Struggling with networking

So I’m struggling trying to get microcloud initialized, my network just isn’t right…

I have 4 identical Ubuntu Server 22.04 systems with dual NICs. NIC eno1 has a static ip address 192.168.1.31 with the gateway pointed at my network and has the internet connectivity, all is good there.

The second NIC is enp4s0. It has no assigned ip address, but it (and the other 3 nodes) are connected to a switch that has no other upstream connectivity.

My netplan yaml file is:

network:
  renderer: networkd
  ethernets:
    eno1:
      dhcp4: false
      addresses:
      - 192.168.1.31/24
      nameservers:
        addresses:
        - 192.168.1.1
        search:
        - dnebinger.com
      routes:
      - to: default
        via: 192.168.1.1
    enp4s0:
      dhcp4: false
      dhcp6: false
      link-local: []
      mtu: 1600
  version: 2

When I use the sudo microcloud init command, it only lists the eno1 card, not the enp4s0.

If I pick that (which I don’t want to do), either the ipv4 or ipv6 addresses, it then asks to search, at which point it hangs.

Using tcpdump on the other 3 nodes, I can see that the mDNS traffic is going back and forth, but there are no errors reported by avahi-daemon and no clear indication what is wrong.

I’m fairly certain that it is my netplan config, but I haven’t found a good reference for setting it up for microcloud to accept it, it’s really just hobbled together things hinted at in other online places.

It would be great if someone had some insight as to what I need to fix/configure so the microcloud init can find and use the enp4s0 card correctly, that would be a huge help!

1 Like

Do the 4 systems all have the same hostname? If you’re seeing the mDNS traffic go through, then that might be the problem. Each system should have a unique hostname for MicroCloud to pick them up.

As for why it’s not showing enp4s0 for system lookup, that’s because it doesn’t have any addresses assigned. The selected lookup interface needs to have a default subnet to perform the lookup over.

No, they’re named micro1, micro2, micro3, and micro4.

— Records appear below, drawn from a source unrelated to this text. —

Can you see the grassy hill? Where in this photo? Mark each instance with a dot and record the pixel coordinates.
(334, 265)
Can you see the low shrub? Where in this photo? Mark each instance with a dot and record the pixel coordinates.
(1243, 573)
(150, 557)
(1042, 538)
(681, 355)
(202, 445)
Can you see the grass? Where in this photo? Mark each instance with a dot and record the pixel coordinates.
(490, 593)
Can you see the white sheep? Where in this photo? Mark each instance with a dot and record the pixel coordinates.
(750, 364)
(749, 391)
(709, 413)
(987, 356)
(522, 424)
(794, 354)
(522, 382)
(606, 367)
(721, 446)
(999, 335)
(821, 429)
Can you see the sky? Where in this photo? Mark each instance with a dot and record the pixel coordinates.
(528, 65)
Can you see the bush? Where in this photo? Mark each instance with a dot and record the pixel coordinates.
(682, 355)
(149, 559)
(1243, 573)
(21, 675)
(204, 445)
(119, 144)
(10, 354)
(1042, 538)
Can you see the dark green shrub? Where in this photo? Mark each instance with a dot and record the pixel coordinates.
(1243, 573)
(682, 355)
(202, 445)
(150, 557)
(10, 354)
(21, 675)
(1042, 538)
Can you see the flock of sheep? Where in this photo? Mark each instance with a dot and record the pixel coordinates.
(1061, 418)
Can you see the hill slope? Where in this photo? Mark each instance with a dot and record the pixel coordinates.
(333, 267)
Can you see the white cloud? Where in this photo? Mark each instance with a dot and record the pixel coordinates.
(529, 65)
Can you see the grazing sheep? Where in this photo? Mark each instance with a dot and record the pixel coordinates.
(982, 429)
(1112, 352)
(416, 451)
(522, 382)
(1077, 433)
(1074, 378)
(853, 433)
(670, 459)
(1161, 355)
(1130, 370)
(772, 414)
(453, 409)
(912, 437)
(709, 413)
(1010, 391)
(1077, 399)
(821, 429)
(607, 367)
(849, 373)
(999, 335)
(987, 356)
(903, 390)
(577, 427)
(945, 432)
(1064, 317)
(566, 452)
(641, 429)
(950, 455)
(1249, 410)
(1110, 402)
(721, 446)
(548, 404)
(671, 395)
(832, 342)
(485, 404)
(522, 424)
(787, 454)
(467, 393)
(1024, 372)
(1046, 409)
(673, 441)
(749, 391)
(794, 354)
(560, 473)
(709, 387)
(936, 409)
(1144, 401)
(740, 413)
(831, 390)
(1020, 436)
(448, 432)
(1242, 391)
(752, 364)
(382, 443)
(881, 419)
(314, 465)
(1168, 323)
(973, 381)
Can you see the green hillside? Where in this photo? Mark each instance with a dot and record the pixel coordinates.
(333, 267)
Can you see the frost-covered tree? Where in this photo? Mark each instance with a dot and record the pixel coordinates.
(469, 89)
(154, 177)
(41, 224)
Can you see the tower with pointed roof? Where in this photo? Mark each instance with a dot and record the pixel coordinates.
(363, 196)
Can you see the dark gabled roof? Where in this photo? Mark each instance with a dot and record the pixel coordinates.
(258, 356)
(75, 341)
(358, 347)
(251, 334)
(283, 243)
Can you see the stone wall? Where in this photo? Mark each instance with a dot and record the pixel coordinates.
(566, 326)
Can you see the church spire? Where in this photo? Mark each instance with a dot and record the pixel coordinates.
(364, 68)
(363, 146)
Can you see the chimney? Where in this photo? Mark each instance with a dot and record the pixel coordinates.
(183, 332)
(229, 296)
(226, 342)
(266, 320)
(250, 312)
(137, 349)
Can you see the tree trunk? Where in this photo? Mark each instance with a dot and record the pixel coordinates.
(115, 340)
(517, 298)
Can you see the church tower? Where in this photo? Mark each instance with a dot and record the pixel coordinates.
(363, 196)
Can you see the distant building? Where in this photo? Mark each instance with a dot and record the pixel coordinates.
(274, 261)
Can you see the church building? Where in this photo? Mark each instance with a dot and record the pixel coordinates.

There’s the note in the instructions though: " Configure the network interface connected to microbr0 to not accept any IP addresses (because MicroCloud requires a network interface that doesn’t have an IP address assigned):", so I didn’t think anything should be assigned to enp4s0…

That’s for the uplink interface to use for the OVN network after configuring MicroCloud, that one should have no addresses assigned: https://canonical-microcloud.readthedocs-hosted.com/en/latest/tutorial/get_started/#create-a-network

The interface you pick in the beginning is the one to perform the mDNS lookup of machines to setup MicroCloud on. That one does need addresses assigned and all the systems should be reachable by multicast.

Okay, so I think I have a working netplan because microcloud init completed successfully.

This is what I went with:

network:
  renderer: networkd
  ethernets:
    eno1:
      dhcp4: false
      addresses:
      - 192.168.1.31/24
      nameservers:
        addresses:
        - 192.168.1.1
        search:
        - dnebinger.com
      routes:
      - to: default
        via: 192.168.1.1
    enp4s0:
      dhcp4: false
  bridges:
    br0:
      interfaces: [enp4s0]
      mtu: 1600
      addresses:
      - 10.10.10.31/24
      parameters:
        stp: false
        forward-delay: 0
  version: 2

Okay, so the bridge definitely works, the vms created within the lxc containers can all talk to each other just fine…

However, they have no internet access, which sure, I get because the bridge only uses the internal network card, not the external eno1…

I will have to play with the bridge to try and add the internet access… Fun times!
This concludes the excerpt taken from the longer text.